W takich przypadkach, odpowiedzialność za to, jak się czujemy, kierujemy ją ku innym, to znaczy na zewnątrz. Tak więc, w zależności od innych, tak się znajdziemy.
Okazuje się, że zamiast przejmować nasze emocje i uczucia, zwracać się do wewnątrz i brać odpowiedzialność za to, co czujemy, dajemy władzę lub zgodę innym. Ponieważ nikt cię nie złości bez twojej zgody, czy nie?
I to prawda, założenie, że cała waga wynika z rozdrażnienia lub irytacji, jest czymś skomplikowanym A co to kosztuje ... i więcej, jeśli jesteśmy przyzwyczajeni do koncentrowania się na zewnątrz. Wciąż łatwiej jest obwiniać partnera i to on próbuje poradzić sobie z naszym gniewem, że my sami ... ale w ten sposób nigdy nie połączymy się z naszym wnętrzem.
Jeśli nie przyjmiemy prezentu, pozostanie on prezentem drugiej osoby
Czasami, wyrzucać piłki lub obwiniać innych za to, jak się czujemy, ponieważ jesteśmy poruszeni naszym ego, który, jako podsumowanie, polega na identyfikowaniu się z tym, co mamy, co robimy i jak nas cenią.
Po odejściu od ego i pozostawieniu go zaparkowanym zaczynamy brać większą odpowiedzialność zarówno nasze myśli i zachowania, jak i nasze emocje i nikt nie może nas skrzywdzić; ponieważ uważamy, że to, czym jesteśmy, jest dalekie od dóbr materialnych, naszych działań lub opinii innych.
W tym celu możemy sobie pomóc Kiedy ktoś nas obraża lub robi coś, co nam się nie podoba, to tak, jakby oferował nam prezent.
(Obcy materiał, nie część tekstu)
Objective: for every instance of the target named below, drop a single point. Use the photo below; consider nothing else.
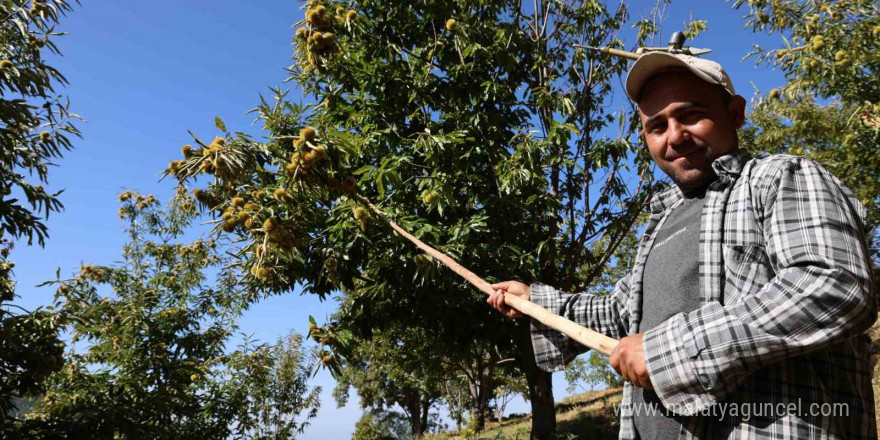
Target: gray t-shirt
(670, 285)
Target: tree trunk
(540, 389)
(413, 410)
(426, 407)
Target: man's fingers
(504, 285)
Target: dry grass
(590, 415)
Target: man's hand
(496, 299)
(628, 359)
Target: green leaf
(219, 123)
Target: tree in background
(476, 125)
(35, 127)
(387, 377)
(829, 108)
(269, 388)
(147, 356)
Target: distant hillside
(582, 416)
(590, 415)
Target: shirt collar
(727, 167)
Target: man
(744, 314)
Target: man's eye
(693, 116)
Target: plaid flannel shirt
(786, 296)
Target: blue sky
(143, 73)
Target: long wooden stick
(589, 338)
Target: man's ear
(737, 110)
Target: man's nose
(678, 134)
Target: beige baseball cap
(653, 63)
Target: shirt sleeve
(606, 314)
(821, 293)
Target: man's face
(687, 126)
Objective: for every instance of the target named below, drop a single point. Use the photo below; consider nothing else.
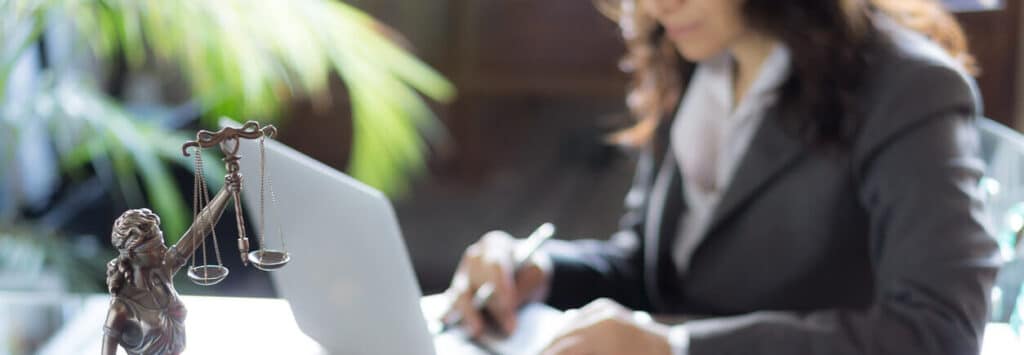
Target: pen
(520, 256)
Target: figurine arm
(177, 255)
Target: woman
(145, 314)
(807, 186)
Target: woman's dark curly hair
(825, 39)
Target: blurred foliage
(30, 255)
(244, 59)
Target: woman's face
(700, 29)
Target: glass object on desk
(1017, 317)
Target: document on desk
(537, 326)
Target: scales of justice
(146, 315)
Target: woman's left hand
(604, 326)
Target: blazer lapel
(772, 150)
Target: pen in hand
(521, 256)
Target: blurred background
(471, 115)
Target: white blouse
(710, 137)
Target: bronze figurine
(145, 315)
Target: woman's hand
(603, 326)
(491, 260)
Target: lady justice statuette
(146, 315)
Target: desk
(231, 325)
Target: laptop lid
(350, 283)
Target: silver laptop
(350, 282)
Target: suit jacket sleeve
(585, 270)
(934, 262)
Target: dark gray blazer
(879, 249)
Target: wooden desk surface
(254, 326)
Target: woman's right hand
(491, 260)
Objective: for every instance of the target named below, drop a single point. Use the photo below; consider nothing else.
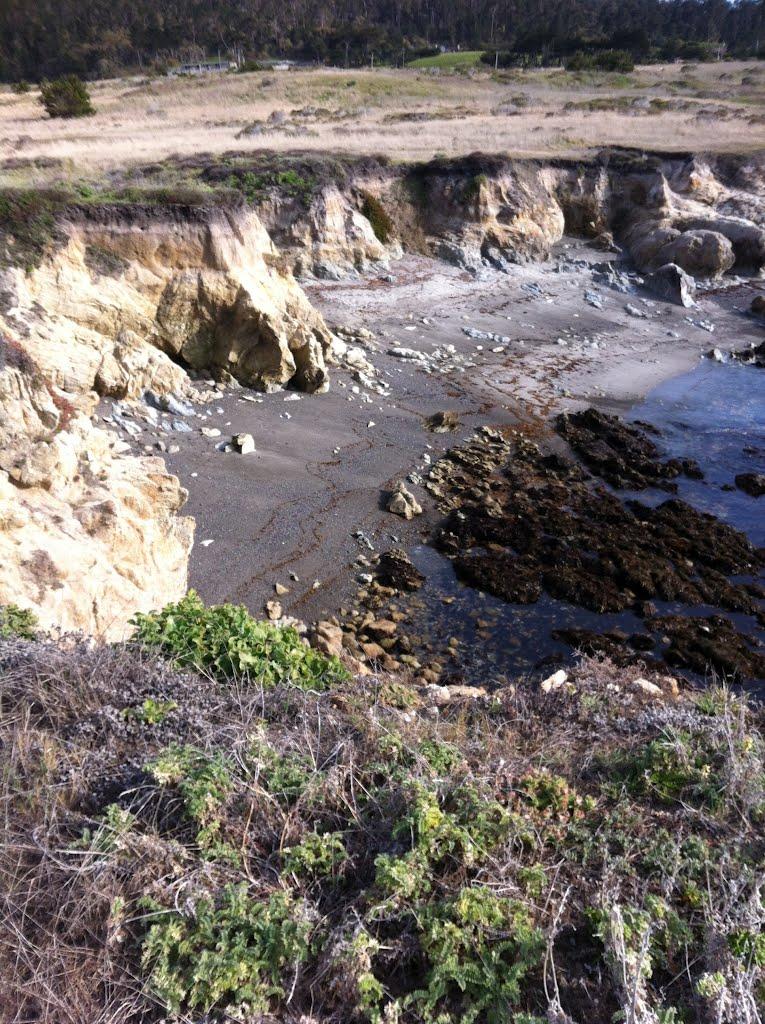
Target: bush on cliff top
(225, 641)
(320, 855)
(66, 97)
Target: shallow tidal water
(714, 414)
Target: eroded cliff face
(88, 536)
(703, 214)
(133, 294)
(124, 301)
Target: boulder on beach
(402, 502)
(672, 283)
(752, 483)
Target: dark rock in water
(619, 646)
(672, 283)
(395, 569)
(539, 523)
(503, 574)
(714, 643)
(621, 453)
(752, 483)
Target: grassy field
(544, 112)
(450, 61)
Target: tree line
(97, 38)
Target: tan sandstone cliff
(123, 301)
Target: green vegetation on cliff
(231, 845)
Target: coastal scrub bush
(317, 856)
(28, 224)
(225, 641)
(234, 951)
(66, 97)
(15, 622)
(479, 947)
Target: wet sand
(321, 474)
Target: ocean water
(716, 415)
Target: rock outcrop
(125, 300)
(702, 214)
(88, 536)
(132, 294)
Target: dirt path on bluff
(321, 470)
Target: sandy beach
(324, 463)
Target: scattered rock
(441, 423)
(672, 283)
(244, 443)
(554, 682)
(404, 503)
(752, 483)
(645, 686)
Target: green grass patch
(450, 61)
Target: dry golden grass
(710, 107)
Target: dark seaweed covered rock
(621, 453)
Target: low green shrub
(237, 951)
(66, 97)
(15, 622)
(678, 766)
(152, 712)
(225, 641)
(479, 948)
(610, 60)
(316, 857)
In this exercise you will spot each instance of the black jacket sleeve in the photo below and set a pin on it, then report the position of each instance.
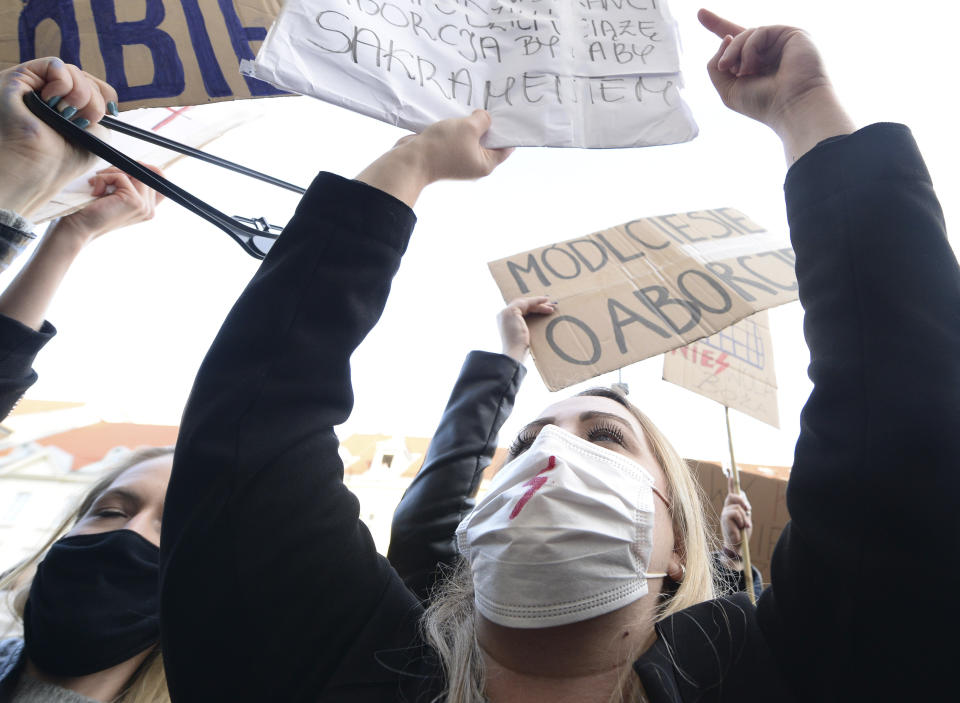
(19, 346)
(268, 578)
(875, 487)
(441, 494)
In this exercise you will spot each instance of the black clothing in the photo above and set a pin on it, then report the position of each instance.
(441, 494)
(272, 588)
(13, 661)
(19, 346)
(422, 536)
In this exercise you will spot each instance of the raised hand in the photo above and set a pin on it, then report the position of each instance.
(512, 322)
(129, 202)
(37, 162)
(449, 149)
(775, 75)
(736, 522)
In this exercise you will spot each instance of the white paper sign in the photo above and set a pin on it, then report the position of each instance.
(576, 73)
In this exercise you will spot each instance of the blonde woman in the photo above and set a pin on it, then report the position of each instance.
(272, 588)
(422, 543)
(36, 164)
(88, 599)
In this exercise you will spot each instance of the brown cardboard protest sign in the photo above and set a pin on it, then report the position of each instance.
(733, 367)
(154, 53)
(645, 287)
(765, 488)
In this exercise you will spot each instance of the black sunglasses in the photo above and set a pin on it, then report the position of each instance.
(253, 234)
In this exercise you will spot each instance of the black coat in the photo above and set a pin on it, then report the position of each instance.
(272, 588)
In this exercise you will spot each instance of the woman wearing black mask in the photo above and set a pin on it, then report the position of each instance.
(90, 610)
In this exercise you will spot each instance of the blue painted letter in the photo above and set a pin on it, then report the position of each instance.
(168, 79)
(61, 12)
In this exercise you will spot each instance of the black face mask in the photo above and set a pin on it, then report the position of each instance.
(94, 603)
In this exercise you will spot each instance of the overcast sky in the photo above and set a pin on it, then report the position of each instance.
(141, 306)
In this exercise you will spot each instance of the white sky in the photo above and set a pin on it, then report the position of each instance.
(141, 306)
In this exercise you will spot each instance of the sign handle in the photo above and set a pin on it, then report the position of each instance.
(747, 566)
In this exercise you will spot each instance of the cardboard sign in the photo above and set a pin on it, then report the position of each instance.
(766, 489)
(645, 287)
(153, 52)
(594, 73)
(733, 367)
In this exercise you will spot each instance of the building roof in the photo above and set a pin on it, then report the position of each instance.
(27, 406)
(89, 444)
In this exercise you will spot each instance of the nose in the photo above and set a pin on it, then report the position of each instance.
(146, 525)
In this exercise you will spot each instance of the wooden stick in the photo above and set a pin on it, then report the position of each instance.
(744, 543)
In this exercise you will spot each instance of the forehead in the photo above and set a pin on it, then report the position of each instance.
(148, 478)
(572, 408)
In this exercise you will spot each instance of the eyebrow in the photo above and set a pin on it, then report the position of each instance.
(583, 417)
(597, 414)
(122, 493)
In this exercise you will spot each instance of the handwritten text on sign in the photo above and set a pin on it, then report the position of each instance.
(645, 287)
(552, 72)
(153, 52)
(733, 367)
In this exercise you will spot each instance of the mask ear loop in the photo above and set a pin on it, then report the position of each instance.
(662, 575)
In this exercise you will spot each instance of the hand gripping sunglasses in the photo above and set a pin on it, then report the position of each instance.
(253, 234)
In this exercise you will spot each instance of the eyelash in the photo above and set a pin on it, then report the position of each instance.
(522, 443)
(602, 428)
(109, 513)
(602, 431)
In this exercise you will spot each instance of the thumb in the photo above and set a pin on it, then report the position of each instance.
(480, 120)
(49, 76)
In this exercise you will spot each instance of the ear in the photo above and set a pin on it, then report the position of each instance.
(676, 569)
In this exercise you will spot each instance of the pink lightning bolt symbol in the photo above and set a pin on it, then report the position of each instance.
(535, 484)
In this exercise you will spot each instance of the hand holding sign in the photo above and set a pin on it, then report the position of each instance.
(37, 162)
(775, 76)
(449, 149)
(514, 333)
(736, 523)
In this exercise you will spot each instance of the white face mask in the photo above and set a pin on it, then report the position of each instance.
(565, 534)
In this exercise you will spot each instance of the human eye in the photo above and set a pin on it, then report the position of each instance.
(522, 442)
(605, 432)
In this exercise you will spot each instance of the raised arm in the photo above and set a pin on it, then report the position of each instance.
(37, 163)
(441, 494)
(873, 492)
(268, 576)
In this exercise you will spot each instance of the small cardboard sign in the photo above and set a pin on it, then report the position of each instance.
(155, 53)
(645, 287)
(733, 367)
(593, 73)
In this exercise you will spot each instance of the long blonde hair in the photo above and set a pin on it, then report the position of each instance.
(449, 623)
(149, 682)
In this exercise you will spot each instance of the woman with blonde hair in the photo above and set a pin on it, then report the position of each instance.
(272, 588)
(88, 598)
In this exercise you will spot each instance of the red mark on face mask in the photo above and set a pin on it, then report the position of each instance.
(535, 484)
(722, 364)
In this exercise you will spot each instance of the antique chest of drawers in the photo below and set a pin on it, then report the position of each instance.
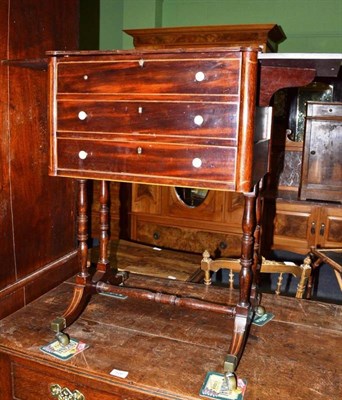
(175, 118)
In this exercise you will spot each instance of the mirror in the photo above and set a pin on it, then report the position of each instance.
(190, 196)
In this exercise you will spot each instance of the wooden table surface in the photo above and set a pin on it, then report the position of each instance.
(167, 351)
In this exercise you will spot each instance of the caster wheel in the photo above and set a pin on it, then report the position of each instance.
(259, 311)
(231, 381)
(63, 338)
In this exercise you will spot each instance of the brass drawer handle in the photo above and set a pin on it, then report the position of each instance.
(65, 393)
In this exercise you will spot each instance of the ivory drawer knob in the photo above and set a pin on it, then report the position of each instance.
(199, 76)
(82, 115)
(82, 155)
(198, 120)
(196, 162)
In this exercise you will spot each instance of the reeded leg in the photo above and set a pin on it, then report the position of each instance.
(257, 259)
(83, 287)
(244, 310)
(103, 263)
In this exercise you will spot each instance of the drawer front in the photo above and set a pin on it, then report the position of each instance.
(180, 76)
(36, 382)
(120, 160)
(157, 118)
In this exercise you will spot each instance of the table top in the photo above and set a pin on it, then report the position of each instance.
(168, 351)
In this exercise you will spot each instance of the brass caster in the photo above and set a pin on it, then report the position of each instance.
(63, 338)
(231, 381)
(259, 311)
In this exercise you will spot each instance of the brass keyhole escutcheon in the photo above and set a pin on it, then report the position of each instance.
(65, 393)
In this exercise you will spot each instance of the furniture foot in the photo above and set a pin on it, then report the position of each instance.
(231, 381)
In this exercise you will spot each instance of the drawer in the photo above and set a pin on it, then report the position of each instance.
(179, 75)
(158, 118)
(169, 163)
(324, 110)
(34, 381)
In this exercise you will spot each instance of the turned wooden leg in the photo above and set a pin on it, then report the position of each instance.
(257, 259)
(243, 309)
(83, 288)
(102, 266)
(315, 264)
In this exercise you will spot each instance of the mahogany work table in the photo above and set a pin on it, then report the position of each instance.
(172, 117)
(167, 351)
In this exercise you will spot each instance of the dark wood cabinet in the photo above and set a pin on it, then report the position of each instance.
(322, 154)
(298, 225)
(36, 213)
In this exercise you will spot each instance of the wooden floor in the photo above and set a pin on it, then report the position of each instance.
(167, 351)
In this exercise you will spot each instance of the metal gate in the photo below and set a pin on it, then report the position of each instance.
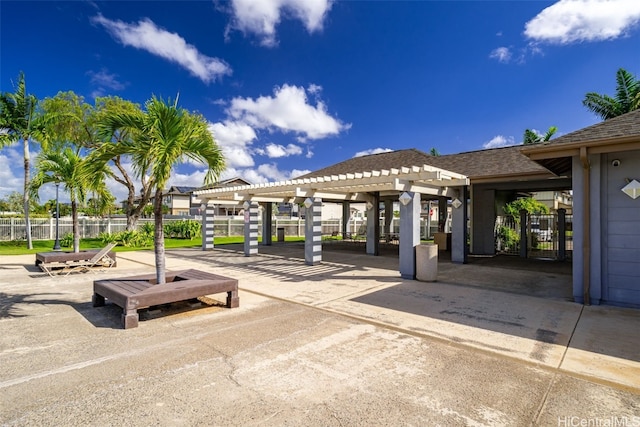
(543, 236)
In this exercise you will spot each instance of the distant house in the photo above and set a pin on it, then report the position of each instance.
(179, 200)
(220, 209)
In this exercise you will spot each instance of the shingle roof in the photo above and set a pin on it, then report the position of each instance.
(507, 161)
(180, 190)
(625, 125)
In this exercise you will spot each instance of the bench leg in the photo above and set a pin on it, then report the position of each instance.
(98, 300)
(232, 299)
(130, 318)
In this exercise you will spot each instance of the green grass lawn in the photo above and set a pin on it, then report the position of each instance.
(18, 247)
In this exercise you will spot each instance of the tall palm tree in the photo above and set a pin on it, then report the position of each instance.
(77, 175)
(162, 136)
(533, 137)
(626, 99)
(17, 123)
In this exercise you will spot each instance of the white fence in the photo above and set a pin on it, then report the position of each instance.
(45, 229)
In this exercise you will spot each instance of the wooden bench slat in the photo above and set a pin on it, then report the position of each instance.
(132, 293)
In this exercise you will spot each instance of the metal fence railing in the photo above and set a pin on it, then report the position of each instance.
(44, 228)
(542, 238)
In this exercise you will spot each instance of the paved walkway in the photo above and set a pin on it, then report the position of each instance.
(346, 342)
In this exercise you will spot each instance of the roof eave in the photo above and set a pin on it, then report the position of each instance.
(571, 149)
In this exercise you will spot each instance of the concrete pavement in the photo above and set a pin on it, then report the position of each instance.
(346, 342)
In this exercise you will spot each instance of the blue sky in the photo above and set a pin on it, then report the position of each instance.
(290, 86)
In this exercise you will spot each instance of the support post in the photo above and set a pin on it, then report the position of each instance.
(562, 234)
(250, 228)
(523, 234)
(459, 232)
(442, 214)
(388, 217)
(346, 215)
(373, 226)
(267, 215)
(409, 233)
(313, 231)
(207, 226)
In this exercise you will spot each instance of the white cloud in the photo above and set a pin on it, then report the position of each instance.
(104, 79)
(372, 151)
(499, 141)
(287, 111)
(502, 54)
(260, 17)
(314, 88)
(276, 150)
(569, 21)
(10, 180)
(147, 36)
(235, 139)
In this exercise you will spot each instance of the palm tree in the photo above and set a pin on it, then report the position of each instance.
(17, 114)
(627, 97)
(533, 137)
(162, 136)
(77, 175)
(106, 107)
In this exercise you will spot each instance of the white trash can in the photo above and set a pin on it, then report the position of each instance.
(427, 262)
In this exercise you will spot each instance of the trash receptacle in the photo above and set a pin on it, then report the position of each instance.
(427, 262)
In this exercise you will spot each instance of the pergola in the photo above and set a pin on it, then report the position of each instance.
(404, 184)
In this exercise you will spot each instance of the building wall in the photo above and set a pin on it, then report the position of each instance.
(621, 234)
(594, 250)
(483, 218)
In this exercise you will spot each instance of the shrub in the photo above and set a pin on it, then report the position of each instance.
(67, 240)
(126, 238)
(183, 229)
(509, 237)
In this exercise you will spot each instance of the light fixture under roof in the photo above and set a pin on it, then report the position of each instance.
(308, 202)
(405, 198)
(632, 189)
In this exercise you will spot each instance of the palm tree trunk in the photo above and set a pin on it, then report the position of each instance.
(25, 196)
(158, 238)
(76, 225)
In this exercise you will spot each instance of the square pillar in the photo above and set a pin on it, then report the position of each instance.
(373, 226)
(346, 215)
(313, 231)
(459, 231)
(208, 215)
(388, 217)
(442, 214)
(409, 233)
(267, 216)
(250, 228)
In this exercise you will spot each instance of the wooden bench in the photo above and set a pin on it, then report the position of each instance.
(49, 261)
(133, 293)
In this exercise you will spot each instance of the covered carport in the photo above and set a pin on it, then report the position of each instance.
(405, 184)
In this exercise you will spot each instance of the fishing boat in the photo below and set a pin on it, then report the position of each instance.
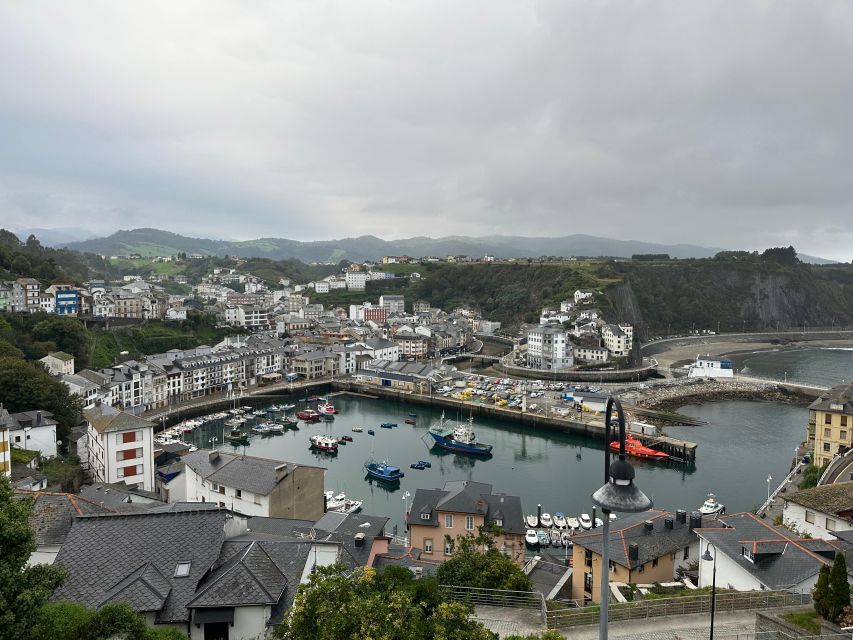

Jeśli go nie przyjmiemy, dar pozostanie od osoby, a jeśli ją zaakceptujemy, podnieś ją. Ostatecznie decyzja będzie nasza.
Tak więc zniewagi, prowokacje, a nawet działania innych, są jak te dary, które decydujemy, czy przyjąć, czy nie; więc nie możemy nikogo winić za naszą decyzję, możemy jedynie wziąć odpowiedzialność za nasze podejście, nasz wybór.
Nie możemy zmienić innych, ale nasze nastawienie
Musimy o tym pamiętać szok związany z oczekiwaniami, które stworzyliśmy z rzeczywistością, może być także przyczyną naszego rozdrażnienia, Cóż, nie poszło tak, jak sobie wyobrażaliśmy.
Nie możemy kontrolować okoliczności ani ludzi, ale możemy kontrolować naszą odpowiedź. Nie możemy więc zmienić tego, co ktoś mówi o nas lub co robią, a to nam przeszkadza, ale oczywiście możemy zmienić postawę, z jaką stawiamy czoła życiu.
Odpowiedzialność przeraża, ale to pozwala nam być właścicielami naszego życia. Rozpoznaj nasze emocje i uczucia i przejąć nad nimi kontrolę, daje nam wolność poznania i wyboru naszego podejścia do życia.
„Uznając, że„ ja jestem tym, który wybiera ”i że„ to ja decyduję o wartości, jaką ma dla mnie doświadczenie ”, jest czymś, co wzbogaca, ale też przeraża”.